Czy ktos wie jak mozna ukryc na pasku zadan paski sybolizujace uruchomione aplikacje.

Skompilowalem gkrellm2 i jedyna rzecz ktora mi przeszkadza to wlasnie ten "pasek".

----------

## meteo

gkrellm2 w opcjach ogolne->wlasciwosci ma m.in. "nie dolaczaj do paska zadan". nie wiem tylko na ile jest to zgodne z KDE (czy oba przestrzegaja tych samych standardow np.

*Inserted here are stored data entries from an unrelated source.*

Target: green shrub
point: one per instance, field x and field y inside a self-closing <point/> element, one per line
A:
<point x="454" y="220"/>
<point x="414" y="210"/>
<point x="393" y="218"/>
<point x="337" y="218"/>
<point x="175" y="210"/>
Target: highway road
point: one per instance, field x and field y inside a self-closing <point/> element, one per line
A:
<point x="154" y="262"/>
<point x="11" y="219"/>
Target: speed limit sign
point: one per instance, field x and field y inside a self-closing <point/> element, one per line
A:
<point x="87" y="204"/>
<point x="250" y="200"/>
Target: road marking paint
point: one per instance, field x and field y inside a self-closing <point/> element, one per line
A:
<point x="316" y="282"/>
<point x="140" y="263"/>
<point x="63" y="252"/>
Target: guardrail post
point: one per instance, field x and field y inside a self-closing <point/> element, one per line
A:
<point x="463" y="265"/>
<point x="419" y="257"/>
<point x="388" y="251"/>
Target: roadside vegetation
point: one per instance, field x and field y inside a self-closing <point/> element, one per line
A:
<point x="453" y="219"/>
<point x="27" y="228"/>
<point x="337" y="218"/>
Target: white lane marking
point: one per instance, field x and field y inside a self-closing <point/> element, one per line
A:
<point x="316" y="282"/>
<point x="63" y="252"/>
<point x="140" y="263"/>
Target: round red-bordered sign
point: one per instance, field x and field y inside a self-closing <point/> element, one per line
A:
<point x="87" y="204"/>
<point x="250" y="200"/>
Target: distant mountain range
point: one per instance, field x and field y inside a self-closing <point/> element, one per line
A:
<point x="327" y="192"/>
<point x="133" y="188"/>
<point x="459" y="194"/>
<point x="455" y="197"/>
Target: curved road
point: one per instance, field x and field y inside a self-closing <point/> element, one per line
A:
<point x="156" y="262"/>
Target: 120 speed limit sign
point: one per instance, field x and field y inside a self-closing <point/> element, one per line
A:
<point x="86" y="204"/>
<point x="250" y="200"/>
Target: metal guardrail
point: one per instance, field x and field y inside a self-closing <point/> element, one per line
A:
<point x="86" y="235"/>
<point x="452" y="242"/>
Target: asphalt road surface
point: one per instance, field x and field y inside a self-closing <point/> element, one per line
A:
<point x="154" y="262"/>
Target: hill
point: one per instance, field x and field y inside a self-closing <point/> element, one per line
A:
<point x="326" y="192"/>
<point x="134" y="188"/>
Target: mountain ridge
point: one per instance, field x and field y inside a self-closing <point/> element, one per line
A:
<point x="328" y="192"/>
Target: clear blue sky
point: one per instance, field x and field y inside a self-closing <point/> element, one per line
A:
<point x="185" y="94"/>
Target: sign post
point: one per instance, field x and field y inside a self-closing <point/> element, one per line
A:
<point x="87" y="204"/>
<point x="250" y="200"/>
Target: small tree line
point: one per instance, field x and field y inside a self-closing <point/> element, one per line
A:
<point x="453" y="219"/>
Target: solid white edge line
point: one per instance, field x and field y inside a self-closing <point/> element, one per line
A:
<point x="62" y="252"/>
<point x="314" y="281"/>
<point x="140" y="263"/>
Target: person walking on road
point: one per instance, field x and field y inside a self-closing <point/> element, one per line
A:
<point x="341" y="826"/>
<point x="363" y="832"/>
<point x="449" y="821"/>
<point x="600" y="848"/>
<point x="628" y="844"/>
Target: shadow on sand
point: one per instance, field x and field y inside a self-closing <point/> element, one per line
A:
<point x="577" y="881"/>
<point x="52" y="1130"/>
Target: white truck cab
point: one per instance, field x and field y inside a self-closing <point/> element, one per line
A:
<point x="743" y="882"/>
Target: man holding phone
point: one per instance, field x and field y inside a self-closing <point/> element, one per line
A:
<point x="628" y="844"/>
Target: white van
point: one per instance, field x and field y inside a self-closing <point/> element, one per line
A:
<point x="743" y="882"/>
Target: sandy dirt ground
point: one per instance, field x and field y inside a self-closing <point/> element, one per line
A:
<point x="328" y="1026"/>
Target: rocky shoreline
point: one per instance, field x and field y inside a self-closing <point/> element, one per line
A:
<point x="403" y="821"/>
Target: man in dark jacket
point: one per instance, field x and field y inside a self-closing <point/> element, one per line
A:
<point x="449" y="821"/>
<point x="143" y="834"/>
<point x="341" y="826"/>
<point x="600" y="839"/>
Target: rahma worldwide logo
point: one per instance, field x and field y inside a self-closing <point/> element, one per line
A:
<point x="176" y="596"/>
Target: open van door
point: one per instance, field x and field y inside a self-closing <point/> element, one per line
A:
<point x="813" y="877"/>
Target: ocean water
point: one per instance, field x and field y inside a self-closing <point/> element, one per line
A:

ICCCM i EWMH). jest tez taki programik http://sweb.cz/tripie/utils/wmctrl/

----------

## no4b

 *pkrzykowski wrote:*   

>  *no4b wrote:*   E tam cierpliwych, migiem sie otwiera :]
> 
> A to moj: http://www.lynucs.org/index.php?screen_type=1&screen_id=121187238040315a549ec96&m=screen 
> 
> Fajny temat do KDE. Jak sie nazywa?? Poza tym skad go sciagnac?? (nigdy nie uzywalem tematow)

 

Dekoracja okna: knifty

Styl: plastic

Ikony: umicons 2.0

Schemat kolorow: moj wlasny.

Knifty znajdziesz na kde-look.org a plastic jest w kdeartwork od wersji 3.2.0.

----------

## fallow

no to ja tez sie dolacze , moje kde nie odbiega zbytnio o standardu hehe  :Smile: 

http://fallow.fm.interia.pl/kde1.jpg

no i jeszcze zeby bylo cos innego , to shot z consoli na fb

http://fallow.fm.interia.pl/genfbc.jpg

i jeszcze szybciutki windowmaker  :Smile: 

http://fallow.fm.interia.pl/wmaker1.jpg

ps, wlasnie mnie tez troche denerwuje pasek gkrellm`a, w moim nie widze czegos takiego u ustawieniach ,moze ktos zna jakies "mile" themsy odnosni monitorowania cpu i tak dalej , do karamby , bo ja cos nie znalazlem takich "fajnych" jak gkrellm  :Wink: Last edited by fallow on Sun Mar 07, 2004 4:56 pm; edited 1 time in total

----------

## Tommm

xfce4 - praktycznie standard   :Wink: 

http://members.lycos.co.uk/tn2/skrin.png

(to na dole się chowa  :Wink:  )

----------

## szaman

 *CyriC wrote:*   

> Czy ktos wie jak mozna ukryc na pasku zadan paski sybolizujace uruchomione aplikacje.
> 
> Skompilowalem gkrellm2 i jedyna rzecz ktora mi przeszkadza to wlasnie ten "pasek".

 

jeśli chodzi o kde, to spróbuj kstart

np. kstart --alldesktops --ontop --skiptaskbar --skippager gkrellm2

----------

## fallow

 *szaman wrote:*   

>  *CyriC wrote:*   Czy ktos wie jak mozna ukryc na pasku zadan paski sybolizujace uruchomione aplikacje.
> 
> Skompilowalem gkrellm2 i jedyna rzecz ktora mi przeszkadza to wlasnie ten "pasek". 
> 
> jeśli chodzi o kde, to spróbuj kstart
> ...

 

o to szlo  :Smile: 

----------

## CyriC

Zanalazlem juz ta opcje w gkrellm.

Ale dzieki za to polecenie.

Tylko jest jeden problem jak sie je stosuje do innych aplikacji to znika przycisk minimalizacji np xmule.

----------